Genre: (Frauen) Roman

Klappentext:
»1998?« Die Ärztin sah sie besorgt an. »Sind Sie da ganz sicher?« »Ja, natürlich«, antwortete Alice. »Ich weiß das, weil mein Kind am 8. November 1998 zur Welt kommen soll.« »Die Sache ist nur die«, sagte die Ärztin langsam, »wir haben schon das Jahr 2008.« Durch einen Sturz hat Alice kurzzeitig das Bewusstsein verloren und offenbar jegliche Erinnerung an die letzten zehn Jahre ihres Lebens. Ist sie etwa nicht 29, wahnsinnig glücklich mit ihrem Ehemann Nick und schwanger mit ihrem ersten Kind? Nein, sie ist natürlich schon 39, hat bereits drei Kinder und ihre Ehe – naja! Doch Alice ist entschlossen, die Zeit zurückzudrehen. Ein umwerfender Roman: anrührend, echt, liebenswert!

Meine Einschätzung:
Wie beruhigend! Es gibt sie auch in Australien: die schrecklich ehrgeizigen Supermütter, die ihren Körper stählen und quälen, die lieben Kinderlein fördern, den Terminkalender des Papstes in den Schatten stellen können, auf eine absolut gesunde Ernährung achten und sich auf allerlei Gebieten ehrenamtlich engagieren.

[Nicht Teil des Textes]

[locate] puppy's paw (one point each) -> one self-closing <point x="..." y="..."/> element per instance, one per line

So eine Supermutter ist auch Alice, die Hauptperson. Als sie ihr Gedächtnis verliert, muß sie sich und ihre Kinder erst wieder neu kennenlernen. Durch diesen Gedächtsnisverlust sieht sie sich und ihr Leben mit ganz anderen Augen. Es ist sehr bewegend zu lesen, wie sie ungläubig erfährt, daß sie sich von ihrer Schwester entfremdet hat und mitten in einer Scheidung steckt. Während sie versucht, sich in einem Leben mit drei quirligen Kindern und jeder Menge Verpflichtungen, die ihr fremd sind, zurechtzufinden, erfährt sie immer mehr traurige und beängstigende Details aus der Vergangenheit.

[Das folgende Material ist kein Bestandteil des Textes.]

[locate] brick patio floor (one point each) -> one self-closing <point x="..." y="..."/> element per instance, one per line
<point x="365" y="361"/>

Neben dieser Geschichte, erzählt uns die Autorin auch die Lebens- und Leidensgeschichte von Alices Schwester Elisabeth in Form von Tagebucheinträge, die Elisabeth für ihren Psychiater/Therapeuten schreibt. Mit ausgeprägtem Sarkasmus beschreibt sie ihre Gefühlswelt, die geprägt ist von ihrem Wunsch nach einem Baby, den Torturen künstlicher Befruchtungen und der Bewältigung von zahlreichen Fehlgeburten.
Durch Alice Unfall kommen sich die beiden wieder näher, was das Leserherz natürlich freut.

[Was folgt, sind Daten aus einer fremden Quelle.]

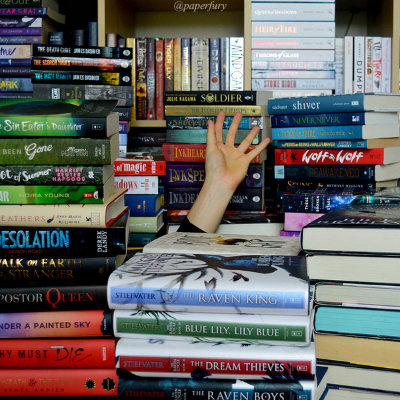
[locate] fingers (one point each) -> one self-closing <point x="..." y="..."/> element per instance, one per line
<point x="230" y="137"/>
<point x="249" y="139"/>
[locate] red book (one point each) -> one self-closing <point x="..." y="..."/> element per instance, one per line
<point x="159" y="79"/>
<point x="58" y="382"/>
<point x="59" y="353"/>
<point x="337" y="156"/>
<point x="186" y="152"/>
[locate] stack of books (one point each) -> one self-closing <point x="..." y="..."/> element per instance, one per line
<point x="353" y="260"/>
<point x="331" y="149"/>
<point x="195" y="312"/>
<point x="292" y="45"/>
<point x="63" y="229"/>
<point x="142" y="175"/>
<point x="21" y="24"/>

Mein persönliches Highlight in diesem Buch sind allerdings die Blogartikel von Frannie, der Großmutter der beiden. Ich habe sehr über ihre Beiträge, die sich um ihr Seniorenheim und ihre Familie drehen und die dazugehörigen Kommentare ihrer Leser gelacht. Herrlich.
Wenn ich nun in Betracht ziehe, daß ich normalerweise zeitgenössische Frauenromane nicht mag und sie weitestgehend meide, dann kann man diese Rezi durchaus begeistert nennen. 😉

Mein Fazit:
Alles in allem ist das ein herzerwärmender, nachdenklich stimmender Roman für Mütter oder solche, die es werden wollen.